The researchers examine two reasons for this behavior. First, people display myopic loss aversion. Rather than consider the full set of consequences for a decision, people narrowly focus on the possibility of immediate defeat. Second, even when people consider the broad frame, they can distort the perceived likelihood of failure because taking a risk that ‘need not be taken’ feels especially risky. Indeed, people believe immediate defeat is more likely when other ‘safer’ strategies are available than when it is a strategy that has to be pursued. And there are probably other phenomena at play too—as people may also fear feeling regret, or being blamed by those around them for failing on the riskier play.

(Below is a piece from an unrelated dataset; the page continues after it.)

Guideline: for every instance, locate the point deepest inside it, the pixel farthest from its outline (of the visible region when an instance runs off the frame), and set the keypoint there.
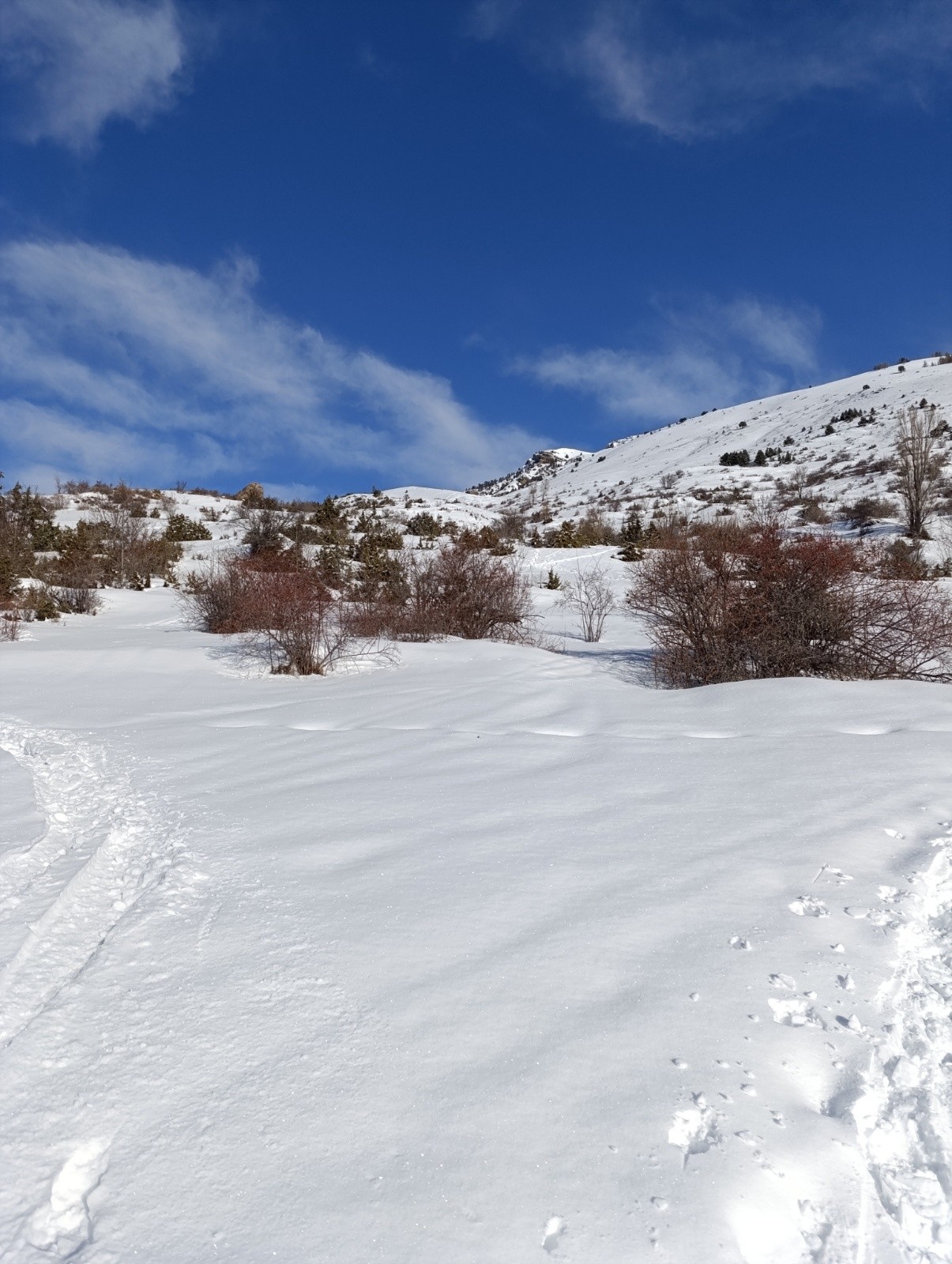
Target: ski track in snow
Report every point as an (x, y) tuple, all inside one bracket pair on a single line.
[(123, 842), (904, 1116)]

While the researchers study this tendency primarily in sports data, the same behavior pattern can turn up elsewhere. “We suggest that whether you are a professional coach, a mid-level manager, or a player, politician, or patient, an aversion to sudden death can lead you to feel that a strategy with better odds is riskier, and thus give rise to suboptimal decision-making across a host of important contexts,” the researchers write. “Although the dictum that wise decision makers should ‘live to fight another day’ has merit in a great many circumstances, we have identified an important class of situations in which following this dictum undermines the decision maker’s best interests.”